Direktur Rujak Centre for Urban Studies, Elisa Sutanudjaja mengatakan betonisasi dan pembuatan tanggul sungai Ciliwung yang dilakukan pemerintah akan mempercepat aliran air ke Teluk Jakarta. Hal tersebut akan berakibat pada penambahan beban di muara kanal-kanal Jakarta seperti Banjir Kanal Barat dan memperparah banjir di Jakarta Barat. Selain itu, wilayah yang sudah dinormalisasi seperti Kampung Pulo dan Bukit Duri juga masih terendam banjir.

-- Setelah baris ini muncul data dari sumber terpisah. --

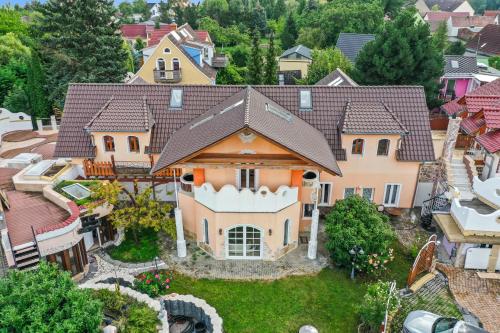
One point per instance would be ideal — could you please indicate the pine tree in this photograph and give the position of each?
(290, 33)
(271, 67)
(80, 43)
(255, 65)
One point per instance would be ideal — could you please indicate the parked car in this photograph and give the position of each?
(427, 322)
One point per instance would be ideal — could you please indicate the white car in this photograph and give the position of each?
(426, 322)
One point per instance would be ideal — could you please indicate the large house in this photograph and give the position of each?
(250, 166)
(181, 56)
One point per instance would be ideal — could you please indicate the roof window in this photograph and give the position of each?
(305, 99)
(176, 98)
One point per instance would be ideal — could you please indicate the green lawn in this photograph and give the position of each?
(129, 251)
(327, 300)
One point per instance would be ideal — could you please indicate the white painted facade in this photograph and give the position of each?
(230, 199)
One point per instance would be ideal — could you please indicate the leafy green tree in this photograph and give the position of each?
(372, 309)
(455, 48)
(324, 62)
(255, 64)
(81, 43)
(138, 212)
(290, 33)
(494, 62)
(402, 54)
(352, 222)
(271, 66)
(46, 300)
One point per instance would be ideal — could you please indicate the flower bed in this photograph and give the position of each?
(153, 283)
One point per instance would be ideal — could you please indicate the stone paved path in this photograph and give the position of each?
(480, 296)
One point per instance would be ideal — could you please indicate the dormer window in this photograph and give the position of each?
(109, 143)
(357, 146)
(176, 98)
(305, 100)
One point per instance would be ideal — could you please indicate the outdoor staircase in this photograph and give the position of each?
(458, 178)
(27, 257)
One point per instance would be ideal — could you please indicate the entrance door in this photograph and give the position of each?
(244, 242)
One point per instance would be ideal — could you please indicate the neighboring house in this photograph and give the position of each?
(337, 78)
(472, 155)
(351, 43)
(251, 164)
(473, 24)
(180, 56)
(486, 43)
(458, 78)
(294, 64)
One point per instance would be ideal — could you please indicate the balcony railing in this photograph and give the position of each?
(119, 168)
(219, 61)
(230, 199)
(167, 76)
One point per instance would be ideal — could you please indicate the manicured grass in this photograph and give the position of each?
(129, 251)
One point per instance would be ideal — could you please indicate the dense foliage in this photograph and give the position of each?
(46, 300)
(153, 283)
(355, 222)
(402, 53)
(372, 309)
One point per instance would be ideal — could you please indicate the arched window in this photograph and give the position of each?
(286, 234)
(109, 143)
(176, 65)
(160, 64)
(383, 147)
(133, 144)
(205, 231)
(357, 146)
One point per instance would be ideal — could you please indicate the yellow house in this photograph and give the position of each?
(294, 64)
(181, 56)
(249, 168)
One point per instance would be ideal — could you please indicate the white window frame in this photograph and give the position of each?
(321, 202)
(226, 242)
(373, 192)
(396, 204)
(304, 211)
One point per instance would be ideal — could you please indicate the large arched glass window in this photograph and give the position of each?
(383, 147)
(109, 143)
(357, 146)
(133, 144)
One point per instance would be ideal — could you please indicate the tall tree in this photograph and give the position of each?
(403, 53)
(255, 65)
(271, 66)
(81, 43)
(290, 32)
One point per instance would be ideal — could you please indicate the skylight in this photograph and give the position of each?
(176, 98)
(278, 112)
(336, 82)
(229, 108)
(305, 99)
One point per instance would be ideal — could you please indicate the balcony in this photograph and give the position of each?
(167, 76)
(219, 61)
(230, 199)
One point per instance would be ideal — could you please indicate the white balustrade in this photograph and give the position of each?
(488, 189)
(230, 199)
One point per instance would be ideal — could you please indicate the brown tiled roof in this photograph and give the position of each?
(249, 109)
(122, 115)
(487, 40)
(29, 209)
(370, 118)
(84, 100)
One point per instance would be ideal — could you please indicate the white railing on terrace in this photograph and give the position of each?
(474, 223)
(230, 199)
(488, 189)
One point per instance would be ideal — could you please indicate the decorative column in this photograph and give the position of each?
(181, 242)
(312, 248)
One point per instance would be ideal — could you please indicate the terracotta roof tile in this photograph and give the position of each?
(84, 100)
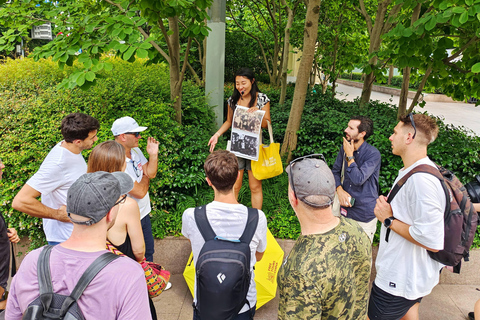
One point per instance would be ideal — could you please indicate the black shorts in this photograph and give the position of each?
(385, 306)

Kondisi tersebut diperparah dengan permukaan tanah di Jakarta yang 90 persen tertutup beton dan hanya tiga persen ruang terbuka biru (tangkapan air) yang ada di ibu kota. Karena itu, Elisa mengusulkan pemerintah provinsi DKI Jakarta menegakkan aturan tentang kewajiban sumur resapan dan ruang terbuka hijau terutama bagi pengembang.
"DKI sebenarnya sudah punya dua pergub (peraturan gubernur, red) yaitu pergub sumur resapan dan pergub bangunan hijau. Ini bukan berarti bahwa harus diresapkan semua. Dalam konsep bangunan hijau ada namanya zero run off, itu artinya dalam satu lahan, pemilik lahan atau pengelola lahan, dia harus bertanggung jawab atas air permukaannya. Jangan sampai air permukaan dibuang semua ke drainase, tapi harus ditahan atau diresapkan selama mungkin," jelas Elisa Sutanudjaja saat menggelar konferensi pers di LBH Jakarta, Senin (6/1).
Untuk memaksimalkan penerapan sumur resapan, Elisa menambahkan pemerintah DKI Jakarta juga bisa mengenakan biaya ke pemilik gedung yang mengeluarkan air dalam jumlah banyak ke saluran air. Praktik ini, katanya, diberlakukan di Jerman dan negara bagian California.
Sementara Kepala Greenpeace Indonesia Leonard Simanjuntak menyoroti tingkat curah hujan yang semakin tinggi dari masa ke masa dan intervalnya yang semakin pendek. Ini seperti hujan ekstrem yang terjadi di Jakarta dan Bekasi pada Rabu (1/1) lalu yang biasanya dalam rentang puluhan tahun kini terjadi dalam waktu 2-3 tahun. Guru Besar Hidrologi UGM Joko Sujono memperkirakan ada 180 juta meter kubik air yang menghantam Jakarta pada awal tahun lalu.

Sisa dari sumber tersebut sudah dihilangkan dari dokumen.